LEXIKON - Harninkontinenz

Blasenschwäche

Was tun, wenn die Blase schwächelt

Natürlich spricht man nicht gerne darüber – und dabei ist sie gar nicht so selten, die Harninkontinenz. Sie tritt nicht nur im fortgeschrittenen Alter auf, sondern kann auch nach Unfällen, Operationen, Schwangerschaft und Entbindung den Betroffenen das Leben schwer machen. Die Scheu, davon zu erzählen, verhindert, dass wirksame Therapien zum Einsatz kommen.

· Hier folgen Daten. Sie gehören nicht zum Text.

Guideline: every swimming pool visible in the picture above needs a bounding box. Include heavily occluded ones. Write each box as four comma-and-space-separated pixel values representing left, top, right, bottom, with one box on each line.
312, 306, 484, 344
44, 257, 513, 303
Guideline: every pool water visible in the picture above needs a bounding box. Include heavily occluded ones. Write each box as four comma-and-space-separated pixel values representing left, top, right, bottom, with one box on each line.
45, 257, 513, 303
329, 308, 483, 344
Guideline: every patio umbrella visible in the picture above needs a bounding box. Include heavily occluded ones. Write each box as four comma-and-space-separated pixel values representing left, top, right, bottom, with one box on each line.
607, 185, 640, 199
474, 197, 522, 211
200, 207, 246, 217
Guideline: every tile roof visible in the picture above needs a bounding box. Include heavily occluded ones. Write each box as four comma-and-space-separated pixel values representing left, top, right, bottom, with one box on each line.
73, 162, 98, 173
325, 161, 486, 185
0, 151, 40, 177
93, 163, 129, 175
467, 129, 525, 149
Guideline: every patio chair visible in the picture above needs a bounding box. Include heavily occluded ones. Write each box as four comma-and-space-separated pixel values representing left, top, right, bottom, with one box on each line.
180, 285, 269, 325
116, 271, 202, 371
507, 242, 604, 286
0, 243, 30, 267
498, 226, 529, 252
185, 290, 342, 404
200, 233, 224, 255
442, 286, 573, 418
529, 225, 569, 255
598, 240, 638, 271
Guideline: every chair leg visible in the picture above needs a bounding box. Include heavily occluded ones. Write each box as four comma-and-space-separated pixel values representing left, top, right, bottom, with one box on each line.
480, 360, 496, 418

Es gibt 3 Formen von Harninkontinenz: die Belastungsinkontinenz (tritt auf beim Heben und Tragen, Niesen, Husten, Lachen), die Dranginkontinenz (es kommt zu einem plötzlichen, starken Harndrang, auch wenn die Blase noch gar nicht voll ist) und die Mischinkontinenz (eine Kombination von beiden Formen).

Die erste Hilfe bei Blasenschwäche ist das Training des Beckenbodens. Dieser muskuläre Apparat bildet die Grenze des Beckens zwischen Schambein, Steißbein und den beiden Sitzbeinhöckern. Er stützt die Bauch- und Beckenorgane, kontrolliert die Schließmuskeln von Harnröhre und Enddarm und er schützt vor hohem Druck im Körper, wenn wir niesen oder husten.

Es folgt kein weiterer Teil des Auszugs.